Peter Robinson: Okay, last question first John, and then Kevin. And it's the same question to both of you. We are seated at the Hoover Institution, which in turn is in the middle of a great university, young as Kevin is, he still remembers the eighties. You and I actually lived through it, old as we are, a freshman who just arrived on the Stanford University campus at the age of 18 was born after Ronald Reagan died, was born after the Berlin Wall fell, has no memory of what we're talking about. Can you give me the tightest statement you can on what this rising generation, I'm talking about Stanford, but of course all college kids. All kids, what the rising generation of Americans needs to grasp about what we need to do to promote economic growth again, John.

John Cogan: Well, Peter, I would go back to I guess what I said at the beginning, the four institutional arrangements that are essential for getting a rising standard of living. And by the way, when we say rising standard of livings, we mean more than just wealth. We mean the quality of life, your health, safe neighborhoods and so forth, the way.

Peter Robinson: Decent schools.

John Cogan: Decent schools, the way you get to that is by building your policies on these four institutional arrangements, private property, the rule of law, free and competitive markets and limited government. You get those four institutional arrangements as the foundation of your policies and apply the framework that we have that is look at their effects, look at the policies effects on the three essential ingredients of any economy, ideas, individuals and institutions. And you will get a set of policies that will cause a great turnaround in the American economy. And I think a prospect for tremendous non-inflationary growth in the economy and in our standards of living generally considered.

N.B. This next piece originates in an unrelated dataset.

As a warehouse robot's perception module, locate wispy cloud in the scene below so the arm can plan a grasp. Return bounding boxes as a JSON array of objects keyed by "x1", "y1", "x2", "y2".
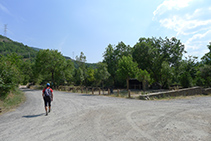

Peter Robinson: Kevin closing statement to 18 year olds.

Kevin Warsh: So I hope when he arrives at campuses like this from the leadership of the institution, he hears something that says, what matters most around here is what do you think? We also care about how you feel about things. But the university is about a search for truth. And what we're going to try to do in your next four years is expose you to the best that's been written and said. And at the end of that, we're not going to tell you what you have to believe. We're gonna let you pursue your own preferences and talents. And this will in fact be a safe place where you can fight about those ideas. And if we create that culture that I'm every bit as optimistic as John, the 21st century will be the American century again. And this will not be a century of managed decline where we hide and run away.

Peter Robinson: John Cogan and Kevin Warsh of the Hoover Institution, authors of "Reinvigorating Economic Governance." Thank you.

John Cogan: Thank you, Peter.

Kevin Warsh: Thanks, Peter.

Peter Robinson: For Uncommon Knowledge and the Hoover Institution, I'm Peter Robinson.